President Joe Biden has used drawdowns – which allow the president to withdraw existing weapons, ammunitions, and material from existing U.S. military stocks to assist other nations – to aid Ukraine in its war against Russia.
A Bank of America Securities report obtained by Newsmax's Logan Ratick said that presidential drawdowns have reduced U.S. weapons stockpiles to levels not seen in decades.
The report said the U.S. had committed nearly $8.4 billion through presidential drawdowns – more than half of the overall $16.2 in security aid – since Russian President Vladimir Putin began his unprovoked attack on Feb. 24.
"As the U.S. continues to provide security assistance to Ukraine, defense primes have been tasked with both meeting newfound demand throughout Europe and restocking U.S. inventories that have dwindled as a result of 20 presidential drawdowns since August 2021," the report said.
Department of Defense officials have indicated that ammunition stocks with several ground systems have dwindled to levels that would be considered problematic during wartime, the report said.

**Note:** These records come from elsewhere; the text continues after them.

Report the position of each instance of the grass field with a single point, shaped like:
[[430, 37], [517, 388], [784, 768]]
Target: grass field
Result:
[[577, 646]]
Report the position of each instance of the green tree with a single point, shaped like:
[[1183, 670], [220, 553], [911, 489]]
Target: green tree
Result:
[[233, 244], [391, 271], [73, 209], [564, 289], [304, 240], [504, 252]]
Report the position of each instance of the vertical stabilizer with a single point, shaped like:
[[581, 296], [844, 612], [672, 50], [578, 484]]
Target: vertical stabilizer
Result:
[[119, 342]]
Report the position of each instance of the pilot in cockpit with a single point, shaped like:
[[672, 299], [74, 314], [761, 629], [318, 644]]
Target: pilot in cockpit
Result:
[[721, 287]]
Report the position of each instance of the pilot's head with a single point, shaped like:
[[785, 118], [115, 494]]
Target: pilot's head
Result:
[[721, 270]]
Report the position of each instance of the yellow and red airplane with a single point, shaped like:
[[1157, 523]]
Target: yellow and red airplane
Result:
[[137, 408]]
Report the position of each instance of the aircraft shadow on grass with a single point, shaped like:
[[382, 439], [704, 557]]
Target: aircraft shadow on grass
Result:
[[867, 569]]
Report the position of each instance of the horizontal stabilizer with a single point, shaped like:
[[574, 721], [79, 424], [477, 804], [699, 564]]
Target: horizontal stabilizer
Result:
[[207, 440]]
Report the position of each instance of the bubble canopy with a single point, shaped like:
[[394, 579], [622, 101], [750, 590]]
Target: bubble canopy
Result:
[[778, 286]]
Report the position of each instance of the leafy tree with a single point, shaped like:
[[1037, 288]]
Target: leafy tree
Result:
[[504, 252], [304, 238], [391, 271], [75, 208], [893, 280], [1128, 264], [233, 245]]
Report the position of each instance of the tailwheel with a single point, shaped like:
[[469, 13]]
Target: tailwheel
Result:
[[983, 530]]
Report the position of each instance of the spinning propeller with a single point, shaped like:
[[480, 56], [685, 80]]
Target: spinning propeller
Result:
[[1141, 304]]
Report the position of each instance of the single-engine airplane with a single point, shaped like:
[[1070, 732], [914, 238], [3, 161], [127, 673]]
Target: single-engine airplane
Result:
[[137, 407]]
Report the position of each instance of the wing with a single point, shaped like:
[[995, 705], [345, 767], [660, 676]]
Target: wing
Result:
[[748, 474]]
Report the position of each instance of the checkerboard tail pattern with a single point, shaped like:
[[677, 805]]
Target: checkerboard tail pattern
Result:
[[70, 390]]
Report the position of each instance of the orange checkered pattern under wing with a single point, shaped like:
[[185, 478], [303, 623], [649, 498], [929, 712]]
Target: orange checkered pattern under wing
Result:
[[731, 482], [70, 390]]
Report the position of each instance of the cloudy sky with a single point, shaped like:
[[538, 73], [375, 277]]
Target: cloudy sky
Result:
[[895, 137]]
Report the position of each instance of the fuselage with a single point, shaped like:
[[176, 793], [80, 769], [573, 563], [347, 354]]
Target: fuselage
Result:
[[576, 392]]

The defense update report, focused on determining which "contractors are poised to benefit" from the drawdowns, said Raytheon Technologies, Lockheed Martin, and General Dynamics are best positioned to bolster defense due to "large exposure to legacy ground-based systems."
The report also said that doubt previously had been cast on some ground-based defense programs due to the DoD's shift in focus to the Pacific – with concern about China – and away from ground conflicts in the Middle East.

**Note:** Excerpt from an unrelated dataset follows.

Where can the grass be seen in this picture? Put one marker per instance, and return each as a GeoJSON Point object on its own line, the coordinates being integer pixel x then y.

In fact, Raytheon Technologies almost ended High Mobility Artillery Rocket Systems (HIMARS) production in 2021. However, efforts to ramp up the manufacturing of HIMARS now are being made.
The Pentagon said that roughly $1.2 billion in contracts already were being processed in order to replenish stockpiles, especially for Stinger missiles ($624 million), Javelin missiles ($352 million), and HIMARS systems ($33 million).

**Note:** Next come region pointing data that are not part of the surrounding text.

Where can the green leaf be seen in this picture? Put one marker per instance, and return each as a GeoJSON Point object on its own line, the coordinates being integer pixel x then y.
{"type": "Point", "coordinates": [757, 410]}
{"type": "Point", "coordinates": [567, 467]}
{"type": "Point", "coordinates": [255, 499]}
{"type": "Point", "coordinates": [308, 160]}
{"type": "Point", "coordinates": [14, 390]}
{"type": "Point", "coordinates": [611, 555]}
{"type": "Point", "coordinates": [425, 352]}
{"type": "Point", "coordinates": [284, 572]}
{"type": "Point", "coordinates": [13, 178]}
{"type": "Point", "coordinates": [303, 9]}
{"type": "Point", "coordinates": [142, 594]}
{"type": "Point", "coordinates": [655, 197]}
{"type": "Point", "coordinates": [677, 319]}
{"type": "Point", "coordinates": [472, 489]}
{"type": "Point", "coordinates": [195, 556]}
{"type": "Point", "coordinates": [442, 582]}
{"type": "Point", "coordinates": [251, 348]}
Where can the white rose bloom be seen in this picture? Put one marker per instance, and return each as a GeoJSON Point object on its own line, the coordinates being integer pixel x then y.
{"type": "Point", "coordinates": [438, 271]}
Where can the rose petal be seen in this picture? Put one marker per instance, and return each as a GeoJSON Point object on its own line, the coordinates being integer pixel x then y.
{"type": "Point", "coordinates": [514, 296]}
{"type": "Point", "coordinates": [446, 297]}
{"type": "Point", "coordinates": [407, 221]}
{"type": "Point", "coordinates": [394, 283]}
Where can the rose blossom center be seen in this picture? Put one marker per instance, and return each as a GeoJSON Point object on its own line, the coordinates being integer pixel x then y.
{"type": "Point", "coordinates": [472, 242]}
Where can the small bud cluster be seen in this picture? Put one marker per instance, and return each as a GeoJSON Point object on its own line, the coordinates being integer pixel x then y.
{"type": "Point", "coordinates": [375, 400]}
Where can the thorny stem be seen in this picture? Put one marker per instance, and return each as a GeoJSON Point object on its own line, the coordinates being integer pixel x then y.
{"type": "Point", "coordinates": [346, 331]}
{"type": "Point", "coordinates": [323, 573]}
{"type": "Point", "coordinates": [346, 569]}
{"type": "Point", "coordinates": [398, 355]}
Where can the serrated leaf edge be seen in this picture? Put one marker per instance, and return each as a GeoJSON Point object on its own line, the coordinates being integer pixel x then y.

Biden on Friday signed into law a bill that finances the federal government through mid-December and provides another infusion of military and economic aid to Ukraine.
The legislation provides more than $12.3 billion in Ukraine-related aid. The money will go to provide training, equipment, and logistics support for the Ukraine military, help Ukraine's government provide basic services to its citizens, and replenish U.S. weapons systems and munitions.